# Printing on tackle twill



## Stitchs (Aug 18, 2007)

Hi All,
any one printed on tackle twill. Someone told me that it can be done but try cleaning surface with alcohol. Any input would be appreciated

thanks
Len


----------



## DAGuide (Oct 2, 2006)

Tackle twill is made out of polyester and is typically decorated using sublimation. dtg inks do not adhere to polyester (snythetic) fibers - only natural fibers. You can try to use different types of pretreatments and it might work depending on what the twill is going on. If it is not going to be washed, you could try a double pass at a low volume of ink.

Best thing you can do is a try a sample print.

Mark


----------



## Teamwear (Mar 12, 2007)

Just curious about the design-are you printing JUST on the twill or across the front of the garment crossing into the tackle twill (over the seems, etc)?

I wonder if vinyl would work a little better?

Sounds interesting.


----------



## Stitchs (Aug 18, 2007)

I would be printing on the twill then sewing it onto a jersey. the twill is usually made from cott and poly blend.


----------



## Teamwear (Mar 12, 2007)

Seems like I have seen this before-maybe from boxercraft?

I know this may not be what you are looking for-but if you are sewing the tackle twill-why not stitch the design on the twill?

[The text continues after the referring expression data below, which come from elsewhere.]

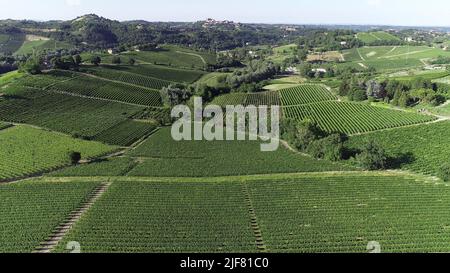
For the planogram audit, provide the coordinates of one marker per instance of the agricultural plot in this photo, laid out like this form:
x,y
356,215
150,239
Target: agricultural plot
x,y
161,72
132,78
353,118
423,148
114,91
166,217
125,133
371,37
81,117
10,43
112,167
164,157
40,45
30,211
26,151
174,56
305,94
257,99
343,213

I know not every design lends itself to that-but if it works it would be easier.


----------



## tfalk (Apr 3, 2008)

Stitchs said:


> I would be printing on the twill then sewing it onto a jersey. the twill is usually made from cott and poly blend.


Your problem is going to be that most inks are made for cotton or poly but not both... DTG inks will adhere to cotton and not poly. Dye Sub will adhere to poly and not cotton. Is the item going to be washed? If so, you have your work cut out for you finding a process that will hold up on both...


----------



## numbercruncher (Feb 20, 2009)

A good, lo bleed plastisol ink will screen print just fine on 50/50 or 100% poly colors-if the twill
is white a standard plastisol ink will suffice. What are you trying to do there are a few caveats(warning)


----------